How to set the learning rate strategy in Caffe?
In Caffe, you can set the learning rate strategy by modifying the solver.prototxt file. The specific steps are as follows:
- Open the solver.prototxt file with a text editor.
- In the file, locate the base_lr parameter, which is the value of the initial learning rate that can be adjusted as needed.
- You can add a learning rate schedule in the file, using several common learning rate strategies such as:
- Stepsize strategy: Add the stepsize parameter and gamma parameter in the solver.prototxt file, where stepsize indicates after how many iterations the learning rate will decrease, and gamma represents the rate of decrease. For example:
- stepping size: 100,000
gamma value: 0.1 - The learning rate decays to 0.1 times its original value every 100,000 iterations.

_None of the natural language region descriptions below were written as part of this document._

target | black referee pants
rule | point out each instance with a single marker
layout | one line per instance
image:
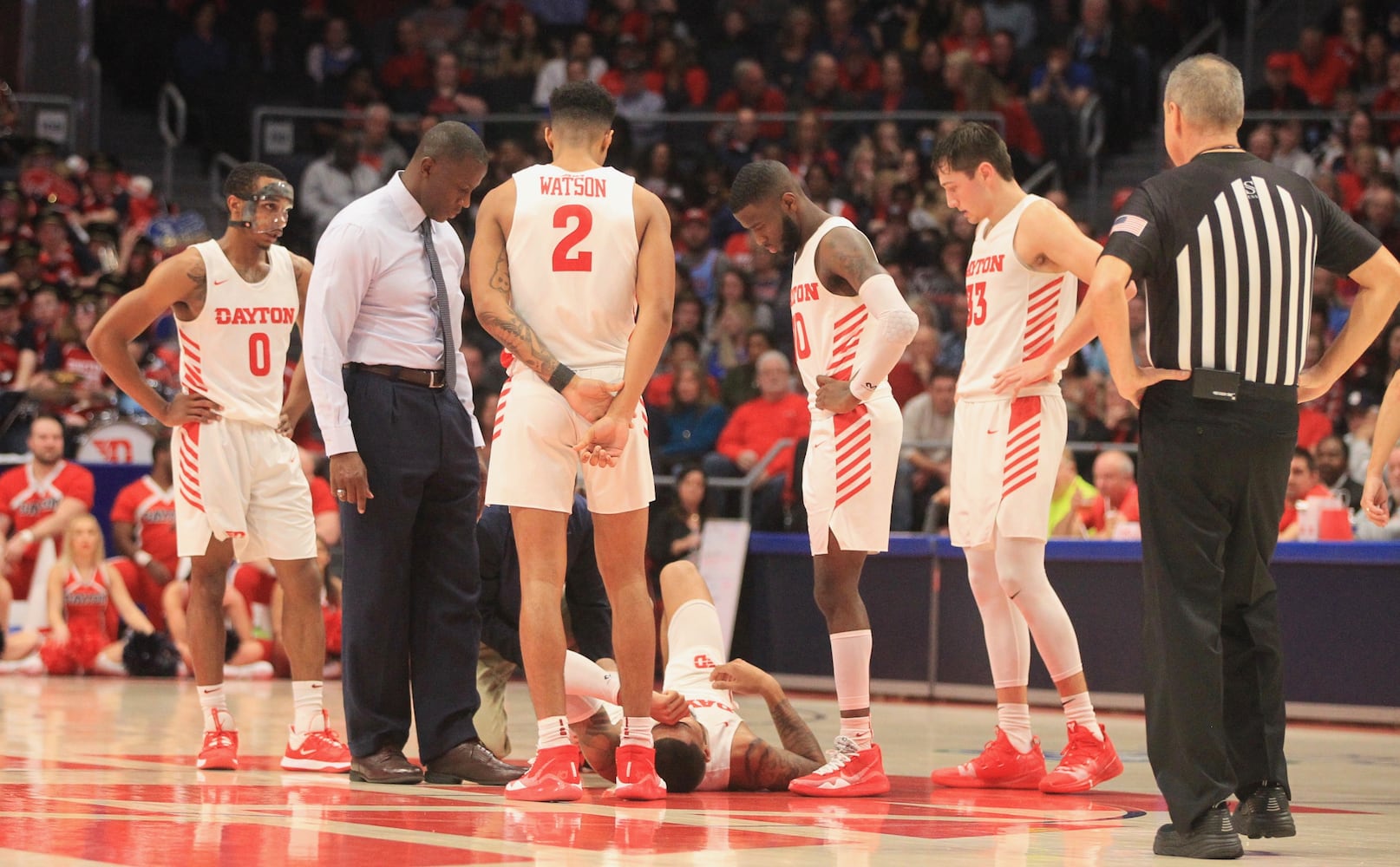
(1211, 486)
(410, 574)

- Multistep strategy: Add the parameters stepvalue and gamma to the solver.prototxt file. The stepvalue parameter represents a list of iteration numbers, where the learning rate will decay at each iteration specified in the list, and gamma represents the decay rate. For example:
- Step values are set at increments of 100,000, with a gamma of 0.1.
- Indicate that the learning rate will decrease by a factor of 0.1 after every 100,000, 200,000, and 300,000 iterations.
- Strategy: Add the gamma parameter and the power parameter in the solver.prototxt file, where gamma represents the initial learning rate decay rate, and power represents the power of the learning rate adjustment. For example:
- gamma value is 0.0001 and power value is 0.75.
- The learning rate decreases by a factor of 0.0001 each time.
- Save the file, and then restart training the model, so that the learning rate policy will be adjusted according to the rules set.
By following the above steps, you can set different learning rate strategies in Caffe to optimize the model training performance.